Alors pas du tout. L’éco-anxiété et la solastalgie, moi je dis que ce sont des signes d’une conscience éveillée et c’est plutôt une réaction saine dans un monde qui s’ignore fou. Il y a une médecin de santé publique qui s’appelle Alice Desbiolles qui a écrit un livre sur l’éco-anxiété qui s’appelle L’éco-anxiété : vivre sereinement dans un monde abimé dans lequel elle va creuser cette dimension de l’éco-anxiété et de la solastalgie pas comme une pathologie mais plutôt comme une forme de sensibilité. Pour moi, et c’est ce que je vois chez les patients que j’accompagne, l’éco-anxiété et la solastalgie, c’est pas du tout des pathologies ni des maladies, c’est vraiment signe d’une conscience lucide qui n’est pas forcément simple à vivre parce que ça a un prix assez désagréable parfois la lucidité. J’ai des patients qui me disent : » Je préférerais être comme les personnes qui sont dans le déni parce qu’au moins ce serait plus facile », ce à quoi je réponds souvent que certes il y a un prix au fait d’être lucide, c’est désagréable mais ça permet aussi de se préparer psychologiquement à tout ce qui peut advenir et un traumatisme qui est un minimum préparé ou des phénomènes qu’on peut anticiper, vis-à-vis desquels on peut se créer une sécurité intérieure, on ne les vivra pas de la même manière. Pour moi, l’éco-anxiété et la solastalgie, et c’est ce que dit Alice Desbiolles dans son livre, c’est une richesse, c’est aussi une chance et c’est aussi quelque chose à mettre au service du monde de manière à favoriser peut-être les prises de conscience. Christophe André dit que les personnes éco-anxieuses, c’est un peu comme des lanceurs d’alerte et il utilise cette image des petits canaris qu’on mettait dans les mines de manière à sentir quand il y avait des coups de grisou pour que les mineurs puissent sortir. Je trouve cette image très intéressante. On peut voir les personnes solastalgiques ou éco-anxieuses de cette manière-là, comme un peu des sentinelles du vivant et des personnes à écouter. Donc non, ce ne sont absolument pas des personnes malades et ce n’est absolument pas une pathologie, au contraire.

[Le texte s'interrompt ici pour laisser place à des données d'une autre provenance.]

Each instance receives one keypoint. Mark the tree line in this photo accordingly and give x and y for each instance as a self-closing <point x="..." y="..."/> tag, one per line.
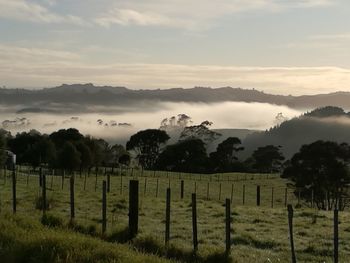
<point x="320" y="168"/>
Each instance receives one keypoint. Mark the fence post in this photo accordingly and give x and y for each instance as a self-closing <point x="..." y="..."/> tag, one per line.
<point x="133" y="208"/>
<point x="108" y="182"/>
<point x="167" y="217"/>
<point x="14" y="198"/>
<point x="231" y="193"/>
<point x="104" y="207"/>
<point x="208" y="185"/>
<point x="96" y="170"/>
<point x="52" y="176"/>
<point x="121" y="184"/>
<point x="40" y="177"/>
<point x="62" y="179"/>
<point x="44" y="194"/>
<point x="243" y="194"/>
<point x="336" y="223"/>
<point x="72" y="205"/>
<point x="290" y="223"/>
<point x="85" y="175"/>
<point x="182" y="189"/>
<point x="285" y="196"/>
<point x="228" y="226"/>
<point x="194" y="222"/>
<point x="272" y="197"/>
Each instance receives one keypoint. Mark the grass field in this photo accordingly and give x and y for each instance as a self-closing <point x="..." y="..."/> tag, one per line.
<point x="260" y="234"/>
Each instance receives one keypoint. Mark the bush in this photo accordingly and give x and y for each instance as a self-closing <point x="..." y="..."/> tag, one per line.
<point x="51" y="221"/>
<point x="38" y="203"/>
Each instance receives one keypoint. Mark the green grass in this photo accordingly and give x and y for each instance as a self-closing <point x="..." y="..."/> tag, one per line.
<point x="260" y="234"/>
<point x="26" y="240"/>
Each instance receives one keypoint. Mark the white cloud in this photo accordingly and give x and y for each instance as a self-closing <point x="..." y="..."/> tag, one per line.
<point x="23" y="10"/>
<point x="44" y="67"/>
<point x="196" y="14"/>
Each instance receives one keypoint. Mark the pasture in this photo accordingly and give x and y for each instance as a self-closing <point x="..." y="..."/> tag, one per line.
<point x="259" y="234"/>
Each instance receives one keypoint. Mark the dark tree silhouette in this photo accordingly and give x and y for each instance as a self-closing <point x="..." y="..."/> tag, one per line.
<point x="124" y="159"/>
<point x="69" y="157"/>
<point x="63" y="135"/>
<point x="147" y="144"/>
<point x="184" y="156"/>
<point x="85" y="156"/>
<point x="201" y="132"/>
<point x="321" y="166"/>
<point x="43" y="152"/>
<point x="224" y="159"/>
<point x="267" y="159"/>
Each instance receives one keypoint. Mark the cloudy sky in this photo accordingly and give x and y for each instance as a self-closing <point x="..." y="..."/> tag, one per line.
<point x="278" y="46"/>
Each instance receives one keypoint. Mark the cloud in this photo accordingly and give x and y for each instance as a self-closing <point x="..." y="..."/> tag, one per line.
<point x="45" y="67"/>
<point x="196" y="14"/>
<point x="23" y="10"/>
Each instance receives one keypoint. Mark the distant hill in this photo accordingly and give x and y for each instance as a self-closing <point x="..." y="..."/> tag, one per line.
<point x="328" y="123"/>
<point x="82" y="96"/>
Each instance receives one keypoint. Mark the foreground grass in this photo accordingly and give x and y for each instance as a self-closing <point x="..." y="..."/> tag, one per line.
<point x="259" y="234"/>
<point x="25" y="240"/>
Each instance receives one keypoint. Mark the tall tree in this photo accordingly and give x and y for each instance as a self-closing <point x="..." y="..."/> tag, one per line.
<point x="321" y="166"/>
<point x="184" y="156"/>
<point x="69" y="157"/>
<point x="224" y="159"/>
<point x="147" y="145"/>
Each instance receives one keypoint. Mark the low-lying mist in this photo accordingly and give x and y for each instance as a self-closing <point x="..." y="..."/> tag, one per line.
<point x="117" y="127"/>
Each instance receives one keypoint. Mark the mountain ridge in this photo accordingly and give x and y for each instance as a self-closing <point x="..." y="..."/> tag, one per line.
<point x="89" y="94"/>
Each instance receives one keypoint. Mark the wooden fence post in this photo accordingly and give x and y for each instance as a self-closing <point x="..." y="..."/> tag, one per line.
<point x="228" y="226"/>
<point x="167" y="217"/>
<point x="14" y="198"/>
<point x="44" y="194"/>
<point x="208" y="185"/>
<point x="194" y="222"/>
<point x="62" y="179"/>
<point x="145" y="187"/>
<point x="182" y="189"/>
<point x="133" y="208"/>
<point x="40" y="177"/>
<point x="285" y="196"/>
<point x="272" y="197"/>
<point x="231" y="193"/>
<point x="104" y="207"/>
<point x="72" y="204"/>
<point x="108" y="182"/>
<point x="243" y="195"/>
<point x="121" y="184"/>
<point x="52" y="176"/>
<point x="96" y="171"/>
<point x="85" y="176"/>
<point x="290" y="223"/>
<point x="336" y="241"/>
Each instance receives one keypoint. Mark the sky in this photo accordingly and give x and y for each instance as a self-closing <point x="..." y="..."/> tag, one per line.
<point x="278" y="46"/>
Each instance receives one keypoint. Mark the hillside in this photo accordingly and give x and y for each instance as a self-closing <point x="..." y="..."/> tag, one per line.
<point x="81" y="96"/>
<point x="329" y="123"/>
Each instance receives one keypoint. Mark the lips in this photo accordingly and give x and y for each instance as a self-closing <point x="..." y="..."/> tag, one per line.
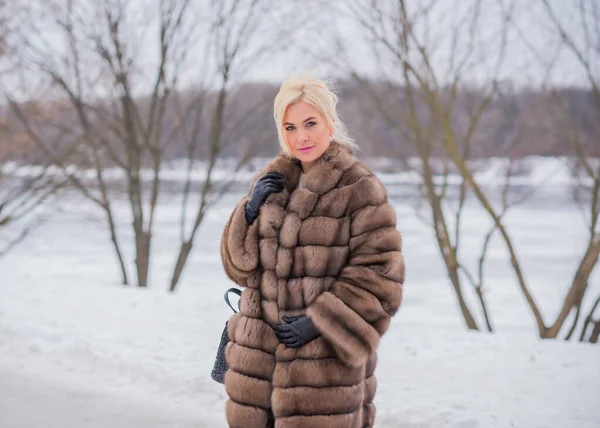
<point x="304" y="150"/>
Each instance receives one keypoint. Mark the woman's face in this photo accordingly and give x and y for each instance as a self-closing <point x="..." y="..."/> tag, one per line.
<point x="306" y="133"/>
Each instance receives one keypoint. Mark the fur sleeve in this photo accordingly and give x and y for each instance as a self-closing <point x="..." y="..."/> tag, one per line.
<point x="357" y="310"/>
<point x="239" y="247"/>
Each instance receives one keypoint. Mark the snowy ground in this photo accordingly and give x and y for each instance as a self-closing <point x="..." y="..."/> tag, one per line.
<point x="77" y="350"/>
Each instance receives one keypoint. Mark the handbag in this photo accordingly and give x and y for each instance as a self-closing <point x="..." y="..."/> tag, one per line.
<point x="220" y="366"/>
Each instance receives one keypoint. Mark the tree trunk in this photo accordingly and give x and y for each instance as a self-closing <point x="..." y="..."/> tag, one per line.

C’est plutôt même normal d’être éco-anxieux en 2020.

Quand on regarde l’état du monde, je pense que c’est plus normal d’être éco-anxieux que éco-  serein même si on peut tendre à travers différentes pistes vers le fait de cultiver une éco-sérénité. Oui, ça me semble tout à fait normal et je pense que c’est cyclique.

Quand on est confronté pour la première fois à ces chiffres et ou en tout cas, quand on en prend conscience pour la première fois plutôt, on peut avoir une phase aussi où on a envie de tout couper, de ne plus regarder les informations, de ne plus écouter la radio, de ne plus lire la presse, est-ce que ça c’est aussi une des quatre phases du deuil dont vous parliez précédemment ?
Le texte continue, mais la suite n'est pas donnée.